The Cosmic Dawn Survey is a 50 square degree multi-wavelength survey of the Euclid Deep and Calibration fields. Its goal a coordinated effort to collect complementary multiwavelength data to depths matching Euclids near infrared observations. For example, the survey includes 5286 hours on the Spitzer Space telescope ("Euclid/WFIRST Spitzer Legacy Survey, SLS") to carry out a precursor survey at 3-5μm for future space mission such as Euclid or WFIRST over 20 square degrees to 2 hours per pointing. On the same area, 30 nights of grizY imaging from the Hyper Suprime-Cam (HSC) on the 8-meter Subaru telescope as well as 5 nights of spectroscopy on LRIS and MOSFIRE on the 10-meter Keck telescopes are being obtained ("Hawaii Two-O" (H20) Survey). The 20 square degrees are split between the Chandra Deep Field South (CDFS) and the North Ecliptic Pole (NEP).
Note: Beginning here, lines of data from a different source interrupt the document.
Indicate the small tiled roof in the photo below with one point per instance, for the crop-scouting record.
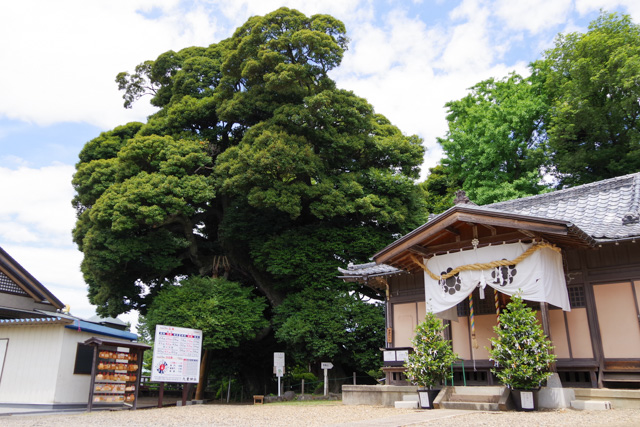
(605, 210)
(369, 269)
(35, 321)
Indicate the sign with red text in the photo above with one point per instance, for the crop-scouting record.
(176, 355)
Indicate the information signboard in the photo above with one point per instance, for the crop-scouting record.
(176, 355)
(278, 359)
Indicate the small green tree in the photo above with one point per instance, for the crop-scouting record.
(521, 350)
(433, 355)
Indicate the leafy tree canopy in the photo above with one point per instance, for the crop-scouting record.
(439, 189)
(575, 117)
(226, 312)
(254, 157)
(592, 81)
(495, 142)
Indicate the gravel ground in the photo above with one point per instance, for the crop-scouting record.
(322, 415)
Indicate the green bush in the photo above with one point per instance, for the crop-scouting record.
(431, 360)
(522, 352)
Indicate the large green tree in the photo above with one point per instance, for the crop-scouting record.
(593, 81)
(256, 161)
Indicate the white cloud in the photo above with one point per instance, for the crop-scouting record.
(533, 15)
(36, 219)
(632, 7)
(40, 200)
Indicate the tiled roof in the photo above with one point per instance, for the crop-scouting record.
(34, 321)
(369, 269)
(606, 210)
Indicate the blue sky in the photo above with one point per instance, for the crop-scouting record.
(60, 59)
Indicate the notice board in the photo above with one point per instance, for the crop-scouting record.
(176, 355)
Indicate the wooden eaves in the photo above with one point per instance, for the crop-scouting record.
(456, 228)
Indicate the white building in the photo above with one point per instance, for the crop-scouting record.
(43, 361)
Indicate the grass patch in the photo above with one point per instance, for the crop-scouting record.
(307, 402)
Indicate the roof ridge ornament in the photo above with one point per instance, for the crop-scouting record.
(631, 218)
(462, 199)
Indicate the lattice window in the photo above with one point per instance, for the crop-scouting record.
(480, 306)
(9, 286)
(576, 296)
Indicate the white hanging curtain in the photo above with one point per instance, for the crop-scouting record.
(538, 277)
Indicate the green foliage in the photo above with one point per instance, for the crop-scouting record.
(226, 312)
(574, 118)
(318, 324)
(592, 80)
(301, 373)
(439, 189)
(495, 142)
(254, 156)
(431, 360)
(521, 350)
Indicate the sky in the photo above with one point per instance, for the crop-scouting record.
(60, 58)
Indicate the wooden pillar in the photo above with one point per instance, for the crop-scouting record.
(546, 326)
(93, 377)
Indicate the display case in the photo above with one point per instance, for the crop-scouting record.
(115, 376)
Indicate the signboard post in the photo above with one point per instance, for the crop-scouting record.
(326, 366)
(176, 355)
(278, 364)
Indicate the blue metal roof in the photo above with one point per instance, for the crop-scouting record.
(84, 326)
(33, 320)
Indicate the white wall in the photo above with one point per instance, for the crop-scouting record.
(71, 388)
(31, 364)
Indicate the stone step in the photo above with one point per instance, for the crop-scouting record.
(406, 404)
(411, 397)
(591, 405)
(470, 406)
(476, 398)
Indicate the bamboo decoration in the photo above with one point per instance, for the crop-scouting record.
(495, 294)
(474, 341)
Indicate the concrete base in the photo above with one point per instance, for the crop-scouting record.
(406, 404)
(555, 398)
(619, 398)
(379, 395)
(590, 405)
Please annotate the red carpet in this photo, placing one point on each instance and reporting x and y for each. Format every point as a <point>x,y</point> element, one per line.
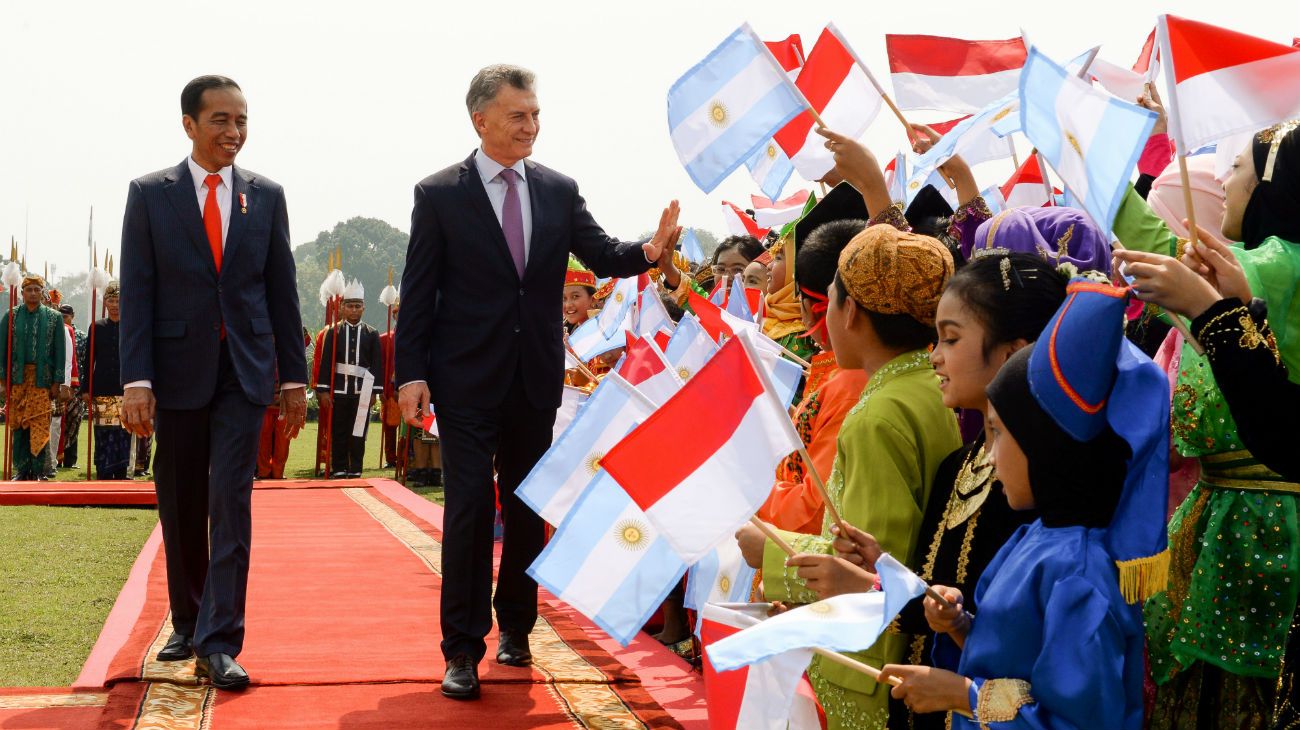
<point>343,633</point>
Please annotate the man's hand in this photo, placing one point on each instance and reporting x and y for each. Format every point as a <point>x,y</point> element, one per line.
<point>858,547</point>
<point>293,411</point>
<point>414,399</point>
<point>661,246</point>
<point>1216,264</point>
<point>830,576</point>
<point>924,689</point>
<point>752,542</point>
<point>950,618</point>
<point>138,411</point>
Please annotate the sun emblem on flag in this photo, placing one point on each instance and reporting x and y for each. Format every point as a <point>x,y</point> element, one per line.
<point>631,534</point>
<point>820,608</point>
<point>718,114</point>
<point>1074,142</point>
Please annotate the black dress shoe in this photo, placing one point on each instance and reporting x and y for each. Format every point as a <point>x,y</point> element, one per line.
<point>512,650</point>
<point>177,648</point>
<point>222,670</point>
<point>460,682</point>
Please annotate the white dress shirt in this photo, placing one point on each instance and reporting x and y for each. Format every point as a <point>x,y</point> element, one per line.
<point>495,186</point>
<point>225,191</point>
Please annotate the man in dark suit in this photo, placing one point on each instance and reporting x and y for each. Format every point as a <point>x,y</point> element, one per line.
<point>211,311</point>
<point>480,335</point>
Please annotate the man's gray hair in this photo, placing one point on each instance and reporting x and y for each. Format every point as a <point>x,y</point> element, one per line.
<point>489,79</point>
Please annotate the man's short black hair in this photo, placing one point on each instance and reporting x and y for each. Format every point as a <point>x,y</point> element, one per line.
<point>191,96</point>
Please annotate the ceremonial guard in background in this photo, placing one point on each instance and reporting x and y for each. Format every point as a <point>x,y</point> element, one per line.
<point>358,366</point>
<point>390,415</point>
<point>112,442</point>
<point>37,376</point>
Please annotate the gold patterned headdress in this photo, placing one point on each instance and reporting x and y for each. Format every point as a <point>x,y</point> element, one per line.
<point>893,272</point>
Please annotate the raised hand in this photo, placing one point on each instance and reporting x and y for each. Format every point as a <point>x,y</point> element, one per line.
<point>1216,263</point>
<point>1166,282</point>
<point>830,576</point>
<point>858,166</point>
The primary goal is to enable definitive studies of reionization, early galaxy formation (z > 7, less than 700 million years after the Big Bang), and the first massive black holes. The survey parameters are designed to enable stellar mass measurement at 3 < z < 7 (2 billion years of Cosmic time, starting 500 million years after the Big Bang), probe the large scale structure of reionization in the early Universe, and find luminous quasars to the highest redshifts where they exist:
The data gained by the Cosmic Dawn Survey will also enhance the cosmological constraints provided by Euclid and WFIRST.
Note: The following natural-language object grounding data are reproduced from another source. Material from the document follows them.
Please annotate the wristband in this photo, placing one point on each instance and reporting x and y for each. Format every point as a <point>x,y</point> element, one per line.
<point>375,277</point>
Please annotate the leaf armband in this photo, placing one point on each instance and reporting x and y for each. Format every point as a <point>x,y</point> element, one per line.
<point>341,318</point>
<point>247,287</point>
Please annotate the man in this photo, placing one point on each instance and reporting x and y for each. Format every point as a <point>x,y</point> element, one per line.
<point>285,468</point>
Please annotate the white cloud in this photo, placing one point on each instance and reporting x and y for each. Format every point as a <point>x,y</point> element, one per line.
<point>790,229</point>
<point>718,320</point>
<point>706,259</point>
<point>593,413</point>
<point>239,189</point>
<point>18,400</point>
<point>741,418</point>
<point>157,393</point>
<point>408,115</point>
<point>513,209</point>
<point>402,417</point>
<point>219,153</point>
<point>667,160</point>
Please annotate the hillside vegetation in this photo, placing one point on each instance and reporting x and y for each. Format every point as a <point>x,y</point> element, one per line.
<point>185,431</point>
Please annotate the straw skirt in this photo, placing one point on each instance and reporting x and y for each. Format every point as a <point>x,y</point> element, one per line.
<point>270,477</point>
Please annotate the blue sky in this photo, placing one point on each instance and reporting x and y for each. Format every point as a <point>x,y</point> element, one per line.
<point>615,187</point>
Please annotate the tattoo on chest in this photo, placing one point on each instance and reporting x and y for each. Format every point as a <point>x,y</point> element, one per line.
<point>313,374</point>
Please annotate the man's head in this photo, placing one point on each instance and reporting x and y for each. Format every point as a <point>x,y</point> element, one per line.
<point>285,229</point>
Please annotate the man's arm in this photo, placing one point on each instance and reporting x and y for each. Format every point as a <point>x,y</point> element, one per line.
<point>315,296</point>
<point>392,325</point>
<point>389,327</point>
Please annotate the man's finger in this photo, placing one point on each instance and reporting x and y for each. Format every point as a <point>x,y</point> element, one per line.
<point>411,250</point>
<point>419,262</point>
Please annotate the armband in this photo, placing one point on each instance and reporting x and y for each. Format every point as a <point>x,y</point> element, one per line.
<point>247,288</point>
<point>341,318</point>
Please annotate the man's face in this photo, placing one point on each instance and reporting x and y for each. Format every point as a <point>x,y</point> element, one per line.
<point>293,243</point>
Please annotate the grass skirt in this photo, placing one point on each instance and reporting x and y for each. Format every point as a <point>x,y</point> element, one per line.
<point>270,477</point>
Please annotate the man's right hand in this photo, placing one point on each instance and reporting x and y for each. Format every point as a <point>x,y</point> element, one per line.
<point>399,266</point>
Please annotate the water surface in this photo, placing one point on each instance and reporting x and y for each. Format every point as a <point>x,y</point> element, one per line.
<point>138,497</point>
I provided a tool to create a spatial grid of Spitzer Point Source Functions taking into account overlapping frames. Furthermore, I will lead the science group, which will measure the Hα emission for galaxies at z > 4 from the Spitzer [3.6μm]-[4.5μm] color (see Faisst et al. 2016a and Faisst et al. 2019c). This will result in the largest sample with Hα measurements at these redshifts and will build the basis for follow-up observations with JWST (to confirm the line emission and to measure other lines for a subsample of interesting objects).
More on this topic:
Cosmic Dawn webpage Abstract of SLS proposal Faisst et al. (2016a) Faisst et al. (2019c)
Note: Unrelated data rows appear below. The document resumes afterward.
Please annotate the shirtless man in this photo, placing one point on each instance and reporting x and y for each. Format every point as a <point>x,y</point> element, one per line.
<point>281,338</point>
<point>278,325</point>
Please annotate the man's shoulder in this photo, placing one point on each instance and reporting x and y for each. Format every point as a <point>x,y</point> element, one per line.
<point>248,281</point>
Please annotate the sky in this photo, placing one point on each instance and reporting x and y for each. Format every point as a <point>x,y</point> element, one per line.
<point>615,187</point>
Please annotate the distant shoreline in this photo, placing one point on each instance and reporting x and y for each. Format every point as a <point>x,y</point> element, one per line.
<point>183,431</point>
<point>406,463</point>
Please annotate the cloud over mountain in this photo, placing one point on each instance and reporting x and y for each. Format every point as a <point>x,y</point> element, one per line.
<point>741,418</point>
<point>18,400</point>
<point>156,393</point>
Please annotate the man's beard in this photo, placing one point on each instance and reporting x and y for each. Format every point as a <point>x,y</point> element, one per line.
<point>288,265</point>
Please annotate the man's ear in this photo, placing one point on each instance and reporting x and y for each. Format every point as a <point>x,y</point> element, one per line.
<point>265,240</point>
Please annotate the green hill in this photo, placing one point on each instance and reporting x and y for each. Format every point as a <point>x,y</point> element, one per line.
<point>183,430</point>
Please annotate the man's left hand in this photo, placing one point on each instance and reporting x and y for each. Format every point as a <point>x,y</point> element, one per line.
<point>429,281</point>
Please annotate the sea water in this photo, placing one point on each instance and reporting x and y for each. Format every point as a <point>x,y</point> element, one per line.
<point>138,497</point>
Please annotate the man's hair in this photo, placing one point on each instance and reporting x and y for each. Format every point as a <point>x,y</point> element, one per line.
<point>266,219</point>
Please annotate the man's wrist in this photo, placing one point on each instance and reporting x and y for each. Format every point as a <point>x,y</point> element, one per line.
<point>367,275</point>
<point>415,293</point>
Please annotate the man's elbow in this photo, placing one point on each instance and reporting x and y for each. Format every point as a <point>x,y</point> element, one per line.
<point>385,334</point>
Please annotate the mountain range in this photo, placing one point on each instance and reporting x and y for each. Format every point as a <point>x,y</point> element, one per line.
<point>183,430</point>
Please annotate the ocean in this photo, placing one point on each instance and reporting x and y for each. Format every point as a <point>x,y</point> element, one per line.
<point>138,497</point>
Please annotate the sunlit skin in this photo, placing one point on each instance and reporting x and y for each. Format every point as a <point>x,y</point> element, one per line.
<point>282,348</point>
SLS and H20 (part of the Cosmic Dawn Survey) cover in total 20 deg2 on two fields (CDFS and NEP). The fields are among the darkest and most observed spots on the sky. Furthermore, they are in the continuous viewing zone of future space telescopes.
The footprints of Euclid/WFIRST Spitzer Legacy Survey (SLS) are shown on top of a simulation of the Cosmic Web (the Dark Matter structure of the Universe). The area is 10 times larger than current Spitzer surveys (e.g., SPLASH), although the depth is slightly shallower. This allows us to uniquely trace the density structure of the universe and to study the dependences of galaxy properties on environment.
The Cosmic Dawn Survey is a coordinated effort to collect complementary multiwavelength data to depths matching Euclids near infrared observations. The above figure shows this complementary approach on the example of the survey footprints of ongoing Subaru/HSC and Spitzer/IRAC coverage in the 10 square degrees Euclid Deep Field in the CDFS.